Africans in the Diaspora can partner with the African Union and other continental institutions. The African Union Africa Diaspora Health Initiative which I served as the pioneer Executive Chairman is a distinct possibility. The Africa Development Bank and the United Nations Economic Commission are additional partners. The Africa Capacity Building Foundation is another potential partner. The regional economic communities are also critical partners.
Africans in the Diaspora can lead new efforts to develop and implement a new public-private partnership to rebuild health systems in the continent. African Diaspora communities and professional groups in every industrialized nation, including the United States can help bring together bilateral agencies, international organizations, global philanthropies, organized private sector, the academia/scientific/research institutions, professional organizations and the civil society. This new partnership will not be business as usual.
It will bring a fresh thinking and perspective on how to rebuild health systems in Africa anchored on access to portable water, basic sanitation, best scientific practices, affordable access to quality care and robust community participation. The long cherished dream of a Global Health Architecture advanced by Western democracies to deal with current, new and emerging health threats.
Finally, African Diaspora communities and professional organizations should organize better and mobilize more effectively to supplement ongoing efforts. Guinea, Liberia and Sierra Leone communities and professional organizations should mobilize resources and put volunteer boots on the ground in respective countries. The U.S. National Medical Association should activate its Africa Diaspora Health program which I helped design as a Senior Visiting Fellow. Other organizations such as the National Dental Association, the National Black Nurses Association and other similar organizations should be actively engaged on the ground in Africa.
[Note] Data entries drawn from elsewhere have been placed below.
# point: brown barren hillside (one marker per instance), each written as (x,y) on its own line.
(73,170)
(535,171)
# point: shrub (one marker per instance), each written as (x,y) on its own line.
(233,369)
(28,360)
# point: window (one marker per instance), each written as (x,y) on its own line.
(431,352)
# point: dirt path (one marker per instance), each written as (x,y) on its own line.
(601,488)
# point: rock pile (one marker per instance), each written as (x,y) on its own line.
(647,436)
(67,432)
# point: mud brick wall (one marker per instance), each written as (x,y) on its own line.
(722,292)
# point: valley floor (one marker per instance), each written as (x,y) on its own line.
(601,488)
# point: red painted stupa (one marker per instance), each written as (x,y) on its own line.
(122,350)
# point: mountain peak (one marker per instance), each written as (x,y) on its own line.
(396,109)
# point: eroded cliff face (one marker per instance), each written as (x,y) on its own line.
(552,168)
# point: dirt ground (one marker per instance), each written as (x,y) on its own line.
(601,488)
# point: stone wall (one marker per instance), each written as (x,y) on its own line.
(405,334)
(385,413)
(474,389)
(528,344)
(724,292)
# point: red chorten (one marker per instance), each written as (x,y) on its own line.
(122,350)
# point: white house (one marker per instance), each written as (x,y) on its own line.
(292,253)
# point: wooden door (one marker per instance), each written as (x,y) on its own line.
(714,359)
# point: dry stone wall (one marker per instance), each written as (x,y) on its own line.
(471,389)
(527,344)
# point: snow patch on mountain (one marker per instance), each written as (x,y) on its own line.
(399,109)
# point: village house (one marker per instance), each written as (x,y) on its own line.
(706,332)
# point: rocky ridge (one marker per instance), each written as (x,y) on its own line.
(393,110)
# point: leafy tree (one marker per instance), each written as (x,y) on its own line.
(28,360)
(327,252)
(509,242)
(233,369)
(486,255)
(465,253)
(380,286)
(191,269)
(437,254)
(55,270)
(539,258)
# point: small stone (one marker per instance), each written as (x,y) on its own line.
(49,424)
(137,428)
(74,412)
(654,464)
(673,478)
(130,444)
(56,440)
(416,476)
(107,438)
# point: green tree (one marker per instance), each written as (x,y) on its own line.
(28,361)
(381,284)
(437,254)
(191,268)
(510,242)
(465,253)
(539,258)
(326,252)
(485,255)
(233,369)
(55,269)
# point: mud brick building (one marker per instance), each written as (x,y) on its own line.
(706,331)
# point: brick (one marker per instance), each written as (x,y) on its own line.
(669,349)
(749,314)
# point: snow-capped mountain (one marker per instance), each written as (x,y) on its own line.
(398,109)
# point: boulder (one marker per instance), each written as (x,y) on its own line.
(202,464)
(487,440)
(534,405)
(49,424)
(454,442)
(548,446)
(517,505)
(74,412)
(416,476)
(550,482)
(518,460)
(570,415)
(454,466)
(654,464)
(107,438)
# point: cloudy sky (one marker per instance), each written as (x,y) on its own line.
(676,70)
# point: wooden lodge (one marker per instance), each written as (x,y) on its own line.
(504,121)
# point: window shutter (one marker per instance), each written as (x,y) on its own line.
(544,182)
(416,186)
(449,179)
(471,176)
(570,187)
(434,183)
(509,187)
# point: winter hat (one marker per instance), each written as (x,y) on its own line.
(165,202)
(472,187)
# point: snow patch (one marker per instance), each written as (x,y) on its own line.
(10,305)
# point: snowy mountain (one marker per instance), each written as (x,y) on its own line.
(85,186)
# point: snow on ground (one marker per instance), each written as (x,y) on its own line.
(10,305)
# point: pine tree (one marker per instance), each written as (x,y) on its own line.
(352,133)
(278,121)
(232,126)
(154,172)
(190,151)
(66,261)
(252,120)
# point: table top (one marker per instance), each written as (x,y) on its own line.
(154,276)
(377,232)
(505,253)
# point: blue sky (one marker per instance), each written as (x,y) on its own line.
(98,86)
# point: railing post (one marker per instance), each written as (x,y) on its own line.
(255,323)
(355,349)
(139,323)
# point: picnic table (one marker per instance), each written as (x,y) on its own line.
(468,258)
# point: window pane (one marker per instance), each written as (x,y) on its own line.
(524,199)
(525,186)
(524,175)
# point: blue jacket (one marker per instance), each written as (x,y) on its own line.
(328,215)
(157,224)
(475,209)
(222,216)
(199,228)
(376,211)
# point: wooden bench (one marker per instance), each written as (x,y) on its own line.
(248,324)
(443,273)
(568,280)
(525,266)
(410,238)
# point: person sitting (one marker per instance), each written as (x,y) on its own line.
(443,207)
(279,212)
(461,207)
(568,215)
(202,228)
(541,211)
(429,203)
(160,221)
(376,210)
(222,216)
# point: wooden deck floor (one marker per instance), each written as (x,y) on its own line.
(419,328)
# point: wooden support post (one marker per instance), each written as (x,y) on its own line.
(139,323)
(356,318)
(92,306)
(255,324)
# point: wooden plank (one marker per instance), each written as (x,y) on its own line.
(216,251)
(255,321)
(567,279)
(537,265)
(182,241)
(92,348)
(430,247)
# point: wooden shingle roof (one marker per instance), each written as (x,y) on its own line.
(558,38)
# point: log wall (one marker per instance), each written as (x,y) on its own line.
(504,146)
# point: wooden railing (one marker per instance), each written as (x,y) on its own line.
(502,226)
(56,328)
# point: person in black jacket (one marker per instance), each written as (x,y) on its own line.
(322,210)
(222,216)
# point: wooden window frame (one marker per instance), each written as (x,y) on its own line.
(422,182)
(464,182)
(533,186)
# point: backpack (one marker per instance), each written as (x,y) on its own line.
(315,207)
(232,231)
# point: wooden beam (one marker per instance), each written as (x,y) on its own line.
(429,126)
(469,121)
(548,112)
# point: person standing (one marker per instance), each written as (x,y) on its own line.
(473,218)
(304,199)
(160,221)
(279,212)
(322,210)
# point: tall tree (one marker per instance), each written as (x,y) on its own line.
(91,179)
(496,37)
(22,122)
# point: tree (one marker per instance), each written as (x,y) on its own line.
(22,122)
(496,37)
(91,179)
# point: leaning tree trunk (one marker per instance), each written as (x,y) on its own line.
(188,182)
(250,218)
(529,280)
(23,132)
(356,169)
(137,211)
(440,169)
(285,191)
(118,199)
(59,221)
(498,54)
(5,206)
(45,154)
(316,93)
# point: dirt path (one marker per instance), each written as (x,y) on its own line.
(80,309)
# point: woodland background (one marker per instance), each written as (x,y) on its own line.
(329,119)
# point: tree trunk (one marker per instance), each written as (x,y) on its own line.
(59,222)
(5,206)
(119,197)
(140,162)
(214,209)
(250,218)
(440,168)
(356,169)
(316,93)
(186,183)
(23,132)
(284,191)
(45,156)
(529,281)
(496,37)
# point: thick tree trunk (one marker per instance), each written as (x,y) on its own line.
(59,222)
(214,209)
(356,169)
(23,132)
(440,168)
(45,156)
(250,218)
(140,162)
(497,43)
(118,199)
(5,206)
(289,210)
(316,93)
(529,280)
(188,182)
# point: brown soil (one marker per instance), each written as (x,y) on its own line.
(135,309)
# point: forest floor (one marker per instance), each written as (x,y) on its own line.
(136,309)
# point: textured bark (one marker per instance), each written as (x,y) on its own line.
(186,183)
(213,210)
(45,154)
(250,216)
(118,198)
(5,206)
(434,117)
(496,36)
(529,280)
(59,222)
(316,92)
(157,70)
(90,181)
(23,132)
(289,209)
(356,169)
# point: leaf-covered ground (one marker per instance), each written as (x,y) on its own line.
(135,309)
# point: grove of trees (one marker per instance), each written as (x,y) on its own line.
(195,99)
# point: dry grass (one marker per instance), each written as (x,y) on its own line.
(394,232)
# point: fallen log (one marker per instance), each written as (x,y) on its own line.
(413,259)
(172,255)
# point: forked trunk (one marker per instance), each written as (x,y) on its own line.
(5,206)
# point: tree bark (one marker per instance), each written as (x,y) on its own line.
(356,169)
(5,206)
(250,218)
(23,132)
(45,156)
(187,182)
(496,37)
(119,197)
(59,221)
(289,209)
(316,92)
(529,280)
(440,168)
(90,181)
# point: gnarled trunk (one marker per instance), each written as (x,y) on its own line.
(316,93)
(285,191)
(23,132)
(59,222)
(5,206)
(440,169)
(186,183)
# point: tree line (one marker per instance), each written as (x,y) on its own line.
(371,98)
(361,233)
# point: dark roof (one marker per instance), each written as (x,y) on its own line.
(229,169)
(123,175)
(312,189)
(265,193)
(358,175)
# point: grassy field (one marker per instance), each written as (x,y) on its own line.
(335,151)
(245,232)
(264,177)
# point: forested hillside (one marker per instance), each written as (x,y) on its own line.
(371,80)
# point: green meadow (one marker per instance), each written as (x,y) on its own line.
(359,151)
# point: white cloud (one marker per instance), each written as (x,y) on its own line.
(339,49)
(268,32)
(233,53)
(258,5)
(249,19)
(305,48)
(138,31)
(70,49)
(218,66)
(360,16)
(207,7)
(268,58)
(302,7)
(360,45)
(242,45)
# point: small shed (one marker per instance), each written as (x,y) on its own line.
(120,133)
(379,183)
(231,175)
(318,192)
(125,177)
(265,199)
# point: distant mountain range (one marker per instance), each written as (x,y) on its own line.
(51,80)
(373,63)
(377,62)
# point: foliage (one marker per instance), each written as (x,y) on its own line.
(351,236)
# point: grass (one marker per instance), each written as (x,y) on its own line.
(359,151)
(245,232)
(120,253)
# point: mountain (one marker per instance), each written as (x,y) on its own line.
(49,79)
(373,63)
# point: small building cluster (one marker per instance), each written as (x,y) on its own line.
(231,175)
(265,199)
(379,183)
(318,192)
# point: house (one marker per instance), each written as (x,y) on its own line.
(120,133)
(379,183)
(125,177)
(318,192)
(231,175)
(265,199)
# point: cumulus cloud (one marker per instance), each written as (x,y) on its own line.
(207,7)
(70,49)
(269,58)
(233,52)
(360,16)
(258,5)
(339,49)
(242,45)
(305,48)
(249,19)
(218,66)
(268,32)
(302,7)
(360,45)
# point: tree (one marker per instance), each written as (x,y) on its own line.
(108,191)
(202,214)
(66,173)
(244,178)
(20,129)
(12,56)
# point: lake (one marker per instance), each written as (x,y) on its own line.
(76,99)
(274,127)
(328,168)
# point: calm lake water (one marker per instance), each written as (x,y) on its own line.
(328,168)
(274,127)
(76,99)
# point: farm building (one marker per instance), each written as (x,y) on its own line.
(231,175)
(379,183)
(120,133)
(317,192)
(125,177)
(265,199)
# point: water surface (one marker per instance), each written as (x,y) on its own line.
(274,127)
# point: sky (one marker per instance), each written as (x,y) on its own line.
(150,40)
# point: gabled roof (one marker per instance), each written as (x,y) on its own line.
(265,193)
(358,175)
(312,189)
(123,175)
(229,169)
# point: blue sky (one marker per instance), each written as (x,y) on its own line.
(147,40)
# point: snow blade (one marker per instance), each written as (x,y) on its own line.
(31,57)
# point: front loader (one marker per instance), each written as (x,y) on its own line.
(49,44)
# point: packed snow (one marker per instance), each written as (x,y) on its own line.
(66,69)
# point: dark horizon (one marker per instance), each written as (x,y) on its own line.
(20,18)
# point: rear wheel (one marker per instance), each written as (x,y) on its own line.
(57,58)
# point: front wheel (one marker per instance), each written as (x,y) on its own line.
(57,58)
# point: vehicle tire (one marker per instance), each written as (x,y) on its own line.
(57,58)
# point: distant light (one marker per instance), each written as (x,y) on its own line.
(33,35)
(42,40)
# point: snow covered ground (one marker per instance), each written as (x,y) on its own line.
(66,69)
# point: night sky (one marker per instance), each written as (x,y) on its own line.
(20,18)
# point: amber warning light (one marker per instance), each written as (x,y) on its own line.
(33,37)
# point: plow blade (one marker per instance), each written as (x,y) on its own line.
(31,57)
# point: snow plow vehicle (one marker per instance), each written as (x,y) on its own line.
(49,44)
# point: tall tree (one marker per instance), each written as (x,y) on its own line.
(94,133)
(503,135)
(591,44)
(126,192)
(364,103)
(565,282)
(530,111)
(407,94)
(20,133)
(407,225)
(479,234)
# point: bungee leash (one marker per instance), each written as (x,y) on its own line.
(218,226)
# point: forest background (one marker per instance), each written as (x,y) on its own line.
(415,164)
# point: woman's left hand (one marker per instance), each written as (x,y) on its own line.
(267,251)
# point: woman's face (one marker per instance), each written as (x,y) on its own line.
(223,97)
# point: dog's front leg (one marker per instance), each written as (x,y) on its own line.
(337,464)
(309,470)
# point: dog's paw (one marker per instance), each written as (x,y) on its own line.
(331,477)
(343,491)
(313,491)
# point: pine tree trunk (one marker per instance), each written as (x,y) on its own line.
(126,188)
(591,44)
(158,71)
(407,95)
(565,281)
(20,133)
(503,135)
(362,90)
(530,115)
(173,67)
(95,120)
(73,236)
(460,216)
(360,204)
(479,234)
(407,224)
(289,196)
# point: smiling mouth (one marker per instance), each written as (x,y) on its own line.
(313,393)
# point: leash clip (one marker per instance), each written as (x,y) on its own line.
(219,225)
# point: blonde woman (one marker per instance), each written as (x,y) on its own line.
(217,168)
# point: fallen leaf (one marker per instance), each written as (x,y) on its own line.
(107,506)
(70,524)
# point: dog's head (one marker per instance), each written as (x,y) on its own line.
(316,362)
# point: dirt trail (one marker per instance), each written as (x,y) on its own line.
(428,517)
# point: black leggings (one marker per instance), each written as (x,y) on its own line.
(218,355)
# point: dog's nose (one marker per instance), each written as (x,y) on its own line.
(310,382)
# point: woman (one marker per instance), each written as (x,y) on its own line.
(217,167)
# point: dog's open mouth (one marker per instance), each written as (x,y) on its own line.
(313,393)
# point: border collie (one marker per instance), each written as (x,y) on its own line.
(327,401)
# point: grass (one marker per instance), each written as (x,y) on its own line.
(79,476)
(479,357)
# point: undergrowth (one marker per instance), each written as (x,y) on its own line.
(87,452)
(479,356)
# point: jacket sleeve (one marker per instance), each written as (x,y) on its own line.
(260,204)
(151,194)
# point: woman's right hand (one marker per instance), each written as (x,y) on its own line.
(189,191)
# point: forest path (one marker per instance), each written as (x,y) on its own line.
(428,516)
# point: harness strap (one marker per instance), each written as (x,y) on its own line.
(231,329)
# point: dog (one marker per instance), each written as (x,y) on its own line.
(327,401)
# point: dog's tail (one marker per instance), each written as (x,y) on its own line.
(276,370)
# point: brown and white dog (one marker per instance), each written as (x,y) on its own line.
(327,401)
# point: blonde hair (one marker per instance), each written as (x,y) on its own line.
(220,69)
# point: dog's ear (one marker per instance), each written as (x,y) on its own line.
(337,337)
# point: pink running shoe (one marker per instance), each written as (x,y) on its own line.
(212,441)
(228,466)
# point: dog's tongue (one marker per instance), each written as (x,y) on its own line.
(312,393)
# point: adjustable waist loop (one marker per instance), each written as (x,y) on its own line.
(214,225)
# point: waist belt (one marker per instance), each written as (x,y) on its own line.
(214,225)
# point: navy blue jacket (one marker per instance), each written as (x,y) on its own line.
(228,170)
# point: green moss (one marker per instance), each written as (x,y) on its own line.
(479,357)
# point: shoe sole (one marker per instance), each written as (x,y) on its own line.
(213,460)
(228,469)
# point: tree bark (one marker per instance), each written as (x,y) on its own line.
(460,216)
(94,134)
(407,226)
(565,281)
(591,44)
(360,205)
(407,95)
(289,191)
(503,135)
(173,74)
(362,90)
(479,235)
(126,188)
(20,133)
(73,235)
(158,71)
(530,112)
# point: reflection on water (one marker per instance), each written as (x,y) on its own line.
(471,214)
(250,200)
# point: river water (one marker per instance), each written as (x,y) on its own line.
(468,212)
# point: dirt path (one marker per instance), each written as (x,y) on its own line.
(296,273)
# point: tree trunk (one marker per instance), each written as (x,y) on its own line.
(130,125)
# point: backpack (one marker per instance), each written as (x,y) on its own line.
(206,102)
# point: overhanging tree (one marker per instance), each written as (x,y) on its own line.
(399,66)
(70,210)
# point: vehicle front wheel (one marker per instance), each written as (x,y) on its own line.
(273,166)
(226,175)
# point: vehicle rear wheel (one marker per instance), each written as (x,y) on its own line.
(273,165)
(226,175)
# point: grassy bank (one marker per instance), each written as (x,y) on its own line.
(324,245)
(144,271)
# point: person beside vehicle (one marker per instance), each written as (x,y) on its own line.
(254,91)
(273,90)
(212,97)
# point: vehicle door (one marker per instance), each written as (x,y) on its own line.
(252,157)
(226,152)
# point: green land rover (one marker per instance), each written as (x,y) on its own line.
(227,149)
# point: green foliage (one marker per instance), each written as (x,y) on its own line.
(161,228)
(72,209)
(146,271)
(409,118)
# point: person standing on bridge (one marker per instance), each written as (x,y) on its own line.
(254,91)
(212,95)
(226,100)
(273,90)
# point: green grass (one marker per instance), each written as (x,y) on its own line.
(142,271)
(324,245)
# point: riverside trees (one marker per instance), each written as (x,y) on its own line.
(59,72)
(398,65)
I am to add that it would be counterproductive either in the highest policy circles or in legislative processes for Africa Diaspora communities and organizations to be requesting additional resources from Western governments without proven engagement on the ground in affected areas in Africa.
Africans in the Diaspora have a fundamental role to play in a coordinated response to the Ebola outbreak in West Africa and in preventing a global epidemic. This role requires better organization and mobilization of inherent capacities within Africa Diaspora communities. It also requires partnership with existing structures and platforms dedicated to the Ebola. Finally, Africans in the Diaspora should play a leading role in a new international partnership committed to rebuilding health systems throughout Africa.